Sunday, August 21, 2016


Ah, for just one time
I would take the Northwest Passage
To find the hand of Franklin
Reaching for the Beaufort Sea
Tracing one warm line Through a land so wild and savage And make a Northwest Passage to the sea
Westward from the Davis Strait 'tis there 'twas said to lie
The sea route to the Orient for which so many died
Seeking gold and glory, leaving weathered, broken bones
And a long-forgotten lonely cairn of stones

Three centuries thereafter, I take passage overland In the footsteps of brave Kelso, where his "sea of flowers" began Watching cities rise before me, then behind me sink again
This tardiest explorer, driving hard across the plain

And through the night, behind the wheel, the mileage clicking west
I think upon Mackenzie, David Thompson and the rest Who cracked the mountain ramparts and did show a path for me
To race the roaring Fraser to the sea

How then am I so different from the first men through this way?
Like them, I left a settled life, I threw it all away
To seek a Northwest Passage at the call of many men
To find there but the road back home again  
Stan Rogers
 
Saturday night at the movies for us translated into viewing The Snow Walker, a Canadian film of powerful impact on my husband and me. He has long read and been fascinated with stories of exploration of Canada's far north and the search for the Northwest Passage and the tragedy of one failed voyage of discovery after another launched by Great Britain's navy in its territory that was to become Canada, culminating with Sir John Franklin and his last voyage; the mysterious disappearance of his ships, his crew, his chronicled death and the discovery just in the year 2014 under the auspices of Parks Canada of one of his ships, HMS Erebus.
Get to Know the History in Depth
Parks Canada website

For me, the fascination with the polar regions and the many exploratory voyages of discovery that took place -- Arctic and Antarctic -- came much later, but I devoured many of the same books and more that my husband had once done. One of the most gripping to me was the book The Ice Master by Jenifer Niven, which focused on the 1913 voyage of the Karluk under its captain Robert Bartlett, who took charge of the expedition when Vilhjalmur Stefansson whose expedition this was to have been, abandoned it. The story of the Karluk and what occurred to its crew is one of dauntless courage, perseverance, and discovery.
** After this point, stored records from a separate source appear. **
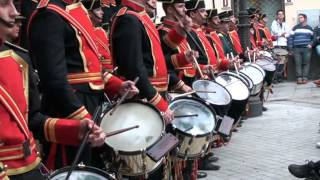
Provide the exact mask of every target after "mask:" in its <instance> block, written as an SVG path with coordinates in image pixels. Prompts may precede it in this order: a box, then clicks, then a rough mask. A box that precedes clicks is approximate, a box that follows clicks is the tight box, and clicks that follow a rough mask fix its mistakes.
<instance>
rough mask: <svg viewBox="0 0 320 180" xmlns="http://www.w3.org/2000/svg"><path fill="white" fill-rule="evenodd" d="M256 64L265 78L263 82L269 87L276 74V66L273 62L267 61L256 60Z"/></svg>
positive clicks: (265, 59)
mask: <svg viewBox="0 0 320 180" xmlns="http://www.w3.org/2000/svg"><path fill="white" fill-rule="evenodd" d="M256 64H257V65H258V66H260V67H261V68H262V69H263V70H264V71H265V73H266V76H265V78H264V80H265V82H266V83H267V84H268V85H271V84H272V81H273V79H274V75H275V72H276V66H275V65H274V63H273V61H270V60H269V59H257V61H256Z"/></svg>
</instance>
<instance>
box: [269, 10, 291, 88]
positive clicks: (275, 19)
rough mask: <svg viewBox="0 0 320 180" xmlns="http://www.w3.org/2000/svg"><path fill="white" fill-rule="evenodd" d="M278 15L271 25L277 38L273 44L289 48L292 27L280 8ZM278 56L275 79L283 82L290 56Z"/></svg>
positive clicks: (271, 32) (273, 20)
mask: <svg viewBox="0 0 320 180" xmlns="http://www.w3.org/2000/svg"><path fill="white" fill-rule="evenodd" d="M276 15H277V19H275V20H273V22H272V25H271V34H272V36H273V37H275V40H274V41H273V46H274V48H275V49H280V50H281V49H283V50H287V37H288V36H289V33H290V28H289V26H288V25H287V23H286V22H285V17H284V11H283V10H281V9H280V10H278V11H277V13H276ZM277 57H278V60H279V63H278V64H277V70H276V74H275V80H278V82H281V81H282V79H283V78H284V71H285V65H286V63H287V61H288V56H287V55H282V54H281V55H280V54H277Z"/></svg>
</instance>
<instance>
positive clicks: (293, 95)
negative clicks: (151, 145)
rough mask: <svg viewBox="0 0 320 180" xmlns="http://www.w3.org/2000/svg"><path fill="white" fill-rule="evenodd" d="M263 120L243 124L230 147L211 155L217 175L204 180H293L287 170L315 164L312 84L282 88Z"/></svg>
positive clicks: (282, 84)
mask: <svg viewBox="0 0 320 180" xmlns="http://www.w3.org/2000/svg"><path fill="white" fill-rule="evenodd" d="M266 107H267V108H268V111H267V112H264V114H263V116H260V117H256V118H250V119H247V120H245V122H244V123H243V125H242V127H241V128H239V132H237V133H234V135H233V137H232V139H231V142H230V143H229V144H228V145H227V146H224V147H222V148H219V149H215V150H214V152H215V154H216V155H217V156H218V157H219V158H220V160H219V161H218V162H217V164H218V165H220V166H221V169H220V170H219V171H212V172H209V171H208V177H207V178H206V180H209V179H210V180H260V179H263V180H291V179H292V180H294V179H295V178H294V177H293V176H291V175H290V173H289V171H288V165H289V164H291V163H298V164H301V163H304V162H305V160H307V159H308V160H319V159H320V150H319V149H317V148H316V147H315V143H316V142H318V141H320V134H319V133H318V129H319V125H318V124H319V121H320V118H319V117H320V111H319V108H320V89H319V88H317V87H316V86H315V85H314V84H313V83H312V82H309V83H308V84H306V85H299V86H297V85H296V84H295V83H292V82H291V83H281V84H276V85H275V86H274V94H273V95H271V96H270V97H269V100H268V102H267V103H266Z"/></svg>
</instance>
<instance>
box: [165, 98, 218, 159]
mask: <svg viewBox="0 0 320 180" xmlns="http://www.w3.org/2000/svg"><path fill="white" fill-rule="evenodd" d="M169 107H170V109H171V110H172V111H173V112H174V114H175V117H177V116H179V115H196V116H192V117H179V118H174V120H173V121H172V128H173V131H174V134H175V135H176V137H177V138H178V139H179V141H180V144H179V150H178V152H177V156H178V158H181V159H194V158H198V157H200V156H202V155H203V154H204V153H205V152H206V150H207V148H208V146H209V143H210V140H211V138H212V132H213V130H214V128H215V125H216V114H215V112H214V110H213V109H212V108H211V107H210V106H209V105H207V104H206V103H204V102H203V101H202V100H200V99H198V98H193V97H181V98H176V99H174V100H173V101H172V102H171V103H170V105H169Z"/></svg>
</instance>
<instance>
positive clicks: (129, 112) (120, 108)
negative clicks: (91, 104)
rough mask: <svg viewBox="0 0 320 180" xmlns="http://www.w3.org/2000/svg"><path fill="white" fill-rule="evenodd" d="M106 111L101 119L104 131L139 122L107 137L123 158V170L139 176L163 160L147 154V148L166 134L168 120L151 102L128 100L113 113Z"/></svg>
mask: <svg viewBox="0 0 320 180" xmlns="http://www.w3.org/2000/svg"><path fill="white" fill-rule="evenodd" d="M110 112H111V111H109V112H107V113H106V114H105V115H104V117H103V118H102V121H101V125H100V126H101V128H102V129H103V130H104V132H112V131H115V130H119V129H123V128H128V127H131V126H135V125H139V128H137V129H134V130H130V131H127V132H124V133H121V134H118V135H116V136H112V137H108V138H106V140H105V143H106V144H107V146H109V147H110V148H112V149H113V151H114V153H115V156H116V158H115V159H116V160H118V161H119V162H121V163H122V164H121V165H120V169H119V171H120V173H121V174H122V175H125V176H139V175H145V174H147V173H151V172H153V171H154V170H156V169H157V168H158V167H159V166H160V164H161V163H162V160H163V158H162V159H161V160H159V161H158V162H154V161H153V160H152V159H150V158H149V157H148V156H147V155H146V150H147V149H148V148H150V147H151V146H152V145H154V144H155V143H157V142H158V141H159V140H160V139H161V136H162V135H163V134H164V129H165V123H164V121H163V119H162V116H161V114H160V112H159V111H158V110H157V109H156V108H155V107H154V106H152V105H151V104H149V103H145V102H142V101H131V102H126V103H123V104H121V105H119V106H118V108H117V109H116V111H115V112H114V113H113V114H112V115H111V114H110Z"/></svg>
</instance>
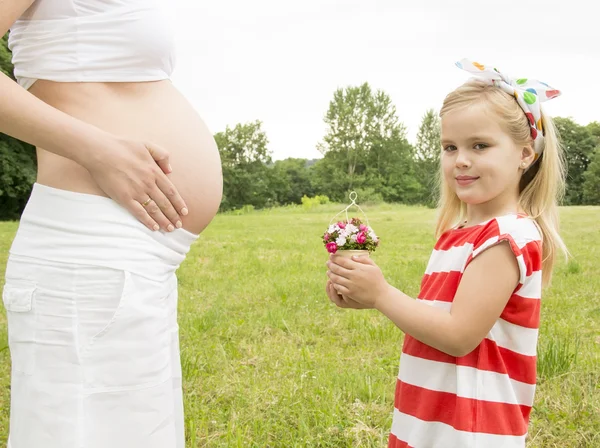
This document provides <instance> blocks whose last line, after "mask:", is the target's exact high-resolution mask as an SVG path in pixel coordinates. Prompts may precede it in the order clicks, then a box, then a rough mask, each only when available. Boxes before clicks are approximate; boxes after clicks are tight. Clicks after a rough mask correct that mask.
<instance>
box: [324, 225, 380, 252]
mask: <svg viewBox="0 0 600 448" xmlns="http://www.w3.org/2000/svg"><path fill="white" fill-rule="evenodd" d="M323 244H324V245H325V248H326V249H327V252H329V253H331V254H335V253H338V254H339V255H342V256H345V257H351V256H352V255H358V256H368V255H369V253H370V252H373V251H374V250H375V249H376V248H377V246H379V238H378V237H377V235H376V234H375V232H374V231H373V229H372V228H371V227H369V226H368V225H365V224H363V223H362V221H361V220H360V219H358V218H352V219H349V220H346V221H339V222H338V223H336V224H331V225H330V226H329V228H328V229H327V231H326V232H325V234H324V235H323ZM338 251H339V252H338Z"/></svg>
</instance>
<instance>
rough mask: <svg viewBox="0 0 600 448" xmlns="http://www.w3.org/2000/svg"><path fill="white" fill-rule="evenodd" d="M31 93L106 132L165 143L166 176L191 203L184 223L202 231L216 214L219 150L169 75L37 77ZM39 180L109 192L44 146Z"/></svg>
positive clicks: (186, 201) (217, 209)
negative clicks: (109, 80)
mask: <svg viewBox="0 0 600 448" xmlns="http://www.w3.org/2000/svg"><path fill="white" fill-rule="evenodd" d="M34 89H35V90H34ZM32 93H34V94H35V95H36V96H38V97H40V98H41V99H43V100H44V101H46V102H47V103H49V104H51V105H53V106H54V107H56V108H58V109H61V110H63V111H64V112H66V113H68V114H70V115H72V116H74V117H77V118H79V119H82V120H84V121H86V122H88V123H91V124H93V125H95V126H97V127H99V128H101V129H104V130H106V131H108V132H112V133H114V134H116V135H119V136H122V137H127V138H132V139H139V140H142V141H147V142H150V143H154V144H156V145H159V146H161V147H163V148H164V149H166V150H167V151H168V152H169V154H170V163H171V166H172V167H173V172H172V173H171V174H169V175H168V177H169V179H170V180H171V182H173V184H174V185H175V187H176V188H177V189H178V191H179V193H180V194H181V196H182V197H183V199H184V201H185V202H186V205H187V206H188V209H189V214H188V215H187V216H185V217H183V219H182V222H183V227H184V228H185V229H186V230H188V231H190V232H193V233H200V232H201V231H202V230H203V229H204V228H205V227H206V226H207V225H208V224H209V223H210V221H211V220H212V219H213V217H214V216H215V214H216V213H217V210H218V208H219V204H220V202H221V196H222V189H223V188H222V187H223V182H222V175H221V160H220V157H219V152H218V149H217V146H216V144H215V141H214V139H213V137H212V134H211V133H210V131H209V130H208V129H207V127H206V125H205V124H204V122H203V121H202V119H201V118H200V117H199V115H198V114H197V112H196V111H195V110H194V109H193V107H191V105H190V104H189V103H188V102H187V100H186V99H185V98H184V97H183V96H182V95H181V94H180V93H179V92H178V91H177V89H176V88H175V87H173V85H172V84H171V82H170V81H159V82H152V83H134V84H131V83H126V84H125V83H123V84H121V83H119V84H112V83H111V84H108V83H106V84H105V83H85V84H63V83H53V82H48V81H38V82H36V84H35V85H34V87H33V88H32ZM91 104H93V107H90V106H89V105H91ZM38 182H39V183H42V184H44V185H48V186H51V187H55V188H61V189H65V190H70V191H77V192H80V193H90V194H97V195H103V196H104V195H105V194H104V193H103V191H102V190H100V188H99V187H98V185H97V184H96V183H95V182H94V180H93V179H92V178H91V176H90V174H89V173H88V171H87V170H86V169H84V168H83V167H82V166H80V165H78V164H77V163H75V162H73V161H72V160H69V159H66V158H63V157H60V156H57V155H55V154H53V153H50V152H48V151H45V150H43V149H41V148H38Z"/></svg>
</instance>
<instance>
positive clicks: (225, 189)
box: [214, 120, 273, 210]
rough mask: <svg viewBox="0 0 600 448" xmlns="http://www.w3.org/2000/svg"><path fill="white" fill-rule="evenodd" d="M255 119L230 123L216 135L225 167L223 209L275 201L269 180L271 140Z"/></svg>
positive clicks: (224, 170) (223, 170)
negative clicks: (245, 121) (268, 143)
mask: <svg viewBox="0 0 600 448" xmlns="http://www.w3.org/2000/svg"><path fill="white" fill-rule="evenodd" d="M261 126H262V123H261V122H260V121H258V120H257V121H255V122H252V123H246V124H236V125H235V127H234V128H230V127H229V126H227V128H226V129H225V131H224V132H218V133H217V134H215V136H214V137H215V141H216V142H217V146H218V148H219V153H220V155H221V163H222V168H223V201H222V202H221V210H230V209H235V208H240V207H243V206H244V205H252V206H254V207H265V206H267V205H270V204H271V203H272V202H273V195H272V194H271V193H270V189H269V182H270V178H271V173H270V169H269V168H268V167H267V165H268V164H271V163H272V161H271V153H270V152H269V150H268V149H267V144H268V142H269V141H268V139H267V135H266V134H265V132H264V131H263V130H262V129H261Z"/></svg>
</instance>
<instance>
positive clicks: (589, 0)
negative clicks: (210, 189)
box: [171, 0, 600, 159]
The film we watched, The Snow Walker, was inspired by one of Farley Mowat's stories of the far north. Farley Mowat was an absorbed and absorbing lover of Canada's far north, who made it his life's work to educate Canadians through the medium of literature, about an astonishing part of the country that most people rarely thought of. He wrote of its people, their endurance, and ability to adapt themselves to the vast and alienating landscape they lived within. He wrote of the wildlife, of the terrain, of what it takes to live in such a landscape that seems to offer nothing helpful to human survival.

His story, "Walk Well My Brother", from which the film was made, displays the vast emptiness of the breathtakingly beautiful, but intimidating landscape of permafrost. The Arctic tundra is host to a wide variety of flowers flourishing when snow withdraws, where shrubs and trees are dwarf vegetation, stunted by the harsh climate and small lakes, bogs and ponds abound, of melted snow. The film is focused on an Arctic pilot whose light plane has crashed and he along with his passenger, a Tubercular young Inuit woman, forge their way in a search for rescue, across the landscape; she teaching him the fundamentals of Arctic survival. Her ancestral knowledge and resourcefulness enables him to discover just how survivable such adverse conditions can be for someone tutored in the Inuit manner of accepting what the environment has to offer. The film is a symphony of two wildly disparate civilizational representatives discovering one another; the cosmopolitan one taught by the 'primitive' one that life's values can be more qualitative than quantitative.

The conclusion of the film left us both deeply moved. The acting was masterful, the setting mesmerizing, the drama superb. A wonderfully good production.